Threat Intelligence Reasoning
Running Threat Intelligence Reasoning Benchmark
Download Threat Intelligence Report Data
This benchmark includes questions related to public threat intelligence reports. Depending on the source, this report data is hosted in pdf format at various agency organization websites and Crowdstrike's CyberSOCEval data repo and can all be extracted to the appropriate local directory by running the download_reports.py script.
Before running the download script:
- To update the submodules containing the CrowdStrike reports and download the reports used in this benchmark, the first step is to run:
git submodule add https://github.com/CrowdStrike/CyberSOCEval_data CyberSOCEval_data
Note: You only need to run this command once. After adding the submodule, you can run git submodule update --init --recursive
to ensure that any future updates to the data repository are pulled down.
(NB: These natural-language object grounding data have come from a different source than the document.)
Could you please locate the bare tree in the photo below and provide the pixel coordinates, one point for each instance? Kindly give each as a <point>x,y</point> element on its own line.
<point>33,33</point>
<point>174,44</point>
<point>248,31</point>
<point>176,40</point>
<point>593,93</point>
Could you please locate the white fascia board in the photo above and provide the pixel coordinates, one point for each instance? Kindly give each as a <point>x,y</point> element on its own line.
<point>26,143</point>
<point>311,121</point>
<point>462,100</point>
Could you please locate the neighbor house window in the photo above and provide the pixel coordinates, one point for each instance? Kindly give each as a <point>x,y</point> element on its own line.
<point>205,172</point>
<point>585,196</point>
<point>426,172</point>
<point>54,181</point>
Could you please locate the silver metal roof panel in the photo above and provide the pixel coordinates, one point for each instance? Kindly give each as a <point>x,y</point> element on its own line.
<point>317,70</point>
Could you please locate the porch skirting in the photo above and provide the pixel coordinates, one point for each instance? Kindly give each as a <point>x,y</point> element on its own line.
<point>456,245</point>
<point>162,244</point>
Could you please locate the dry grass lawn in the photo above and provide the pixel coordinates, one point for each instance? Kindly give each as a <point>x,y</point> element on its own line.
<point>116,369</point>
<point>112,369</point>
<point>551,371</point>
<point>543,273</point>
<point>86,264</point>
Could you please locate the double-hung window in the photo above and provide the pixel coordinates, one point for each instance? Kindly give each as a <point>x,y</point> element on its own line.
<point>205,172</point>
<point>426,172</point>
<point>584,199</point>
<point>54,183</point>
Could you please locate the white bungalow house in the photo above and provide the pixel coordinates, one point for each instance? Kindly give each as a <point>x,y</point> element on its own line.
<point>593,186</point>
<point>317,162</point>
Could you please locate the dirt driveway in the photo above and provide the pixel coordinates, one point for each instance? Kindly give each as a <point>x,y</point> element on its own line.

- You will also need to install some additional dependencies for the
pdf2image
package used for converting pdfs to images:
- On Ubuntu/Debian:
sudo apt-get install poppler-utils
- On Arch Linux:
sudo pacman -S poppler
- On macOS:
brew install poppler
Once these have been done, you can run:
python3 -m CybersecurityBenchmarks.datasets.crwd_meta.threat_intel_reasoning.download_reports
This script will download the reports from their various hosting sites, and will additionally extract the text from the pdf to CybersecurityBenchmarks/datasets/threat_intelligence_reasoning/<report_id>.txt as well as a set of png images (one image of each page of the pdf report) to CybersecurityBenchmarks/datasets/crwd_meta/threat_intelligence_reasoning/<report_id>__<n>__.png. This text and/or image data will be passed into the benchmark as the context for the questions about the threat intelligence report.
Run the benchmark
You may run this benchmark using either text, image, or both as the modality in which the threat intel report is passed to the model under test.
python3 -m CybersecurityBenchmarks.benchmark.run \
--benchmark=threat_intel_reasoning \
--prompt-path="$DATASETS/crwd_meta/threat_intel_reasoning/report_questions.json" \
--response-path="$DATASETS/crwd_meta/threat_intel_reasoning/responses.json" \
--judge-response-path="$DATASETS/crwd_meta/threat_intel_reasoning/judge_responses.json" \
--stat-path="$DATASETS/crwd_meta/threat_intel_reasoning/stats.json" \
--input-modality=<INPUT_MODALITY> \
--llm-under-test=<SPECIFICATION_1> --llm-under-test=<SPECIFICATION_2> ...
[--run-llm-in-parallel]
where <INPUT_MODALITY> is one of "text", "image", or "text_and_image"
Results:
Once the benchmarks have run, the evaluations of each model across each language
will be available under the stat_path
:
Threat Intelligence Reasoning Results
Output stats will appear in a json according to the following structure:
"model_name": {
"stat_per_model": {
"avg_score": ...,
"total_score": ...,
"correct_mc_count": ...,
"incorrect_mc_count": ...,
"response_parsing_error_count": ...,
"correct_mc_pct": ...
},
"stat_per_model_per_report": {
"dprk-espionage": {
"avg_score": ...,
...
},
"stat_per_model_per_source": {
"IC3": {
"avg_score": ...,
...
}
}
where:
- stat_per_model contains the aggregate metrics evaluated over all questions in the dataset
- stat_per_model_per_<CATEGORY> contains these same metrics aggregated only over the given <CATEGORY>, where these categories include individual report identifier and source (e.g. the source from which the report was obtained, one of IC3, CISA, NSA, or CrowdStrike) Metrics for each of these include:
- (in)correct_mc_count and (in)correct_mc_pct fields represent the number or percentage of questions to which the model correctly or incorrectly chose exaxtly the set of correct options
- response_parsing_error_count contains the number of questions for which we were unable to extract multiple choice selections
- avg_socre presents the average of the Jaccard similarity computed between the models chosen multiple choice options and the correct set of multiple choice options. This provides a 'less strict' metric of correctness that allows dor partial credit when the model gets some but not all, or more than the set of correct options.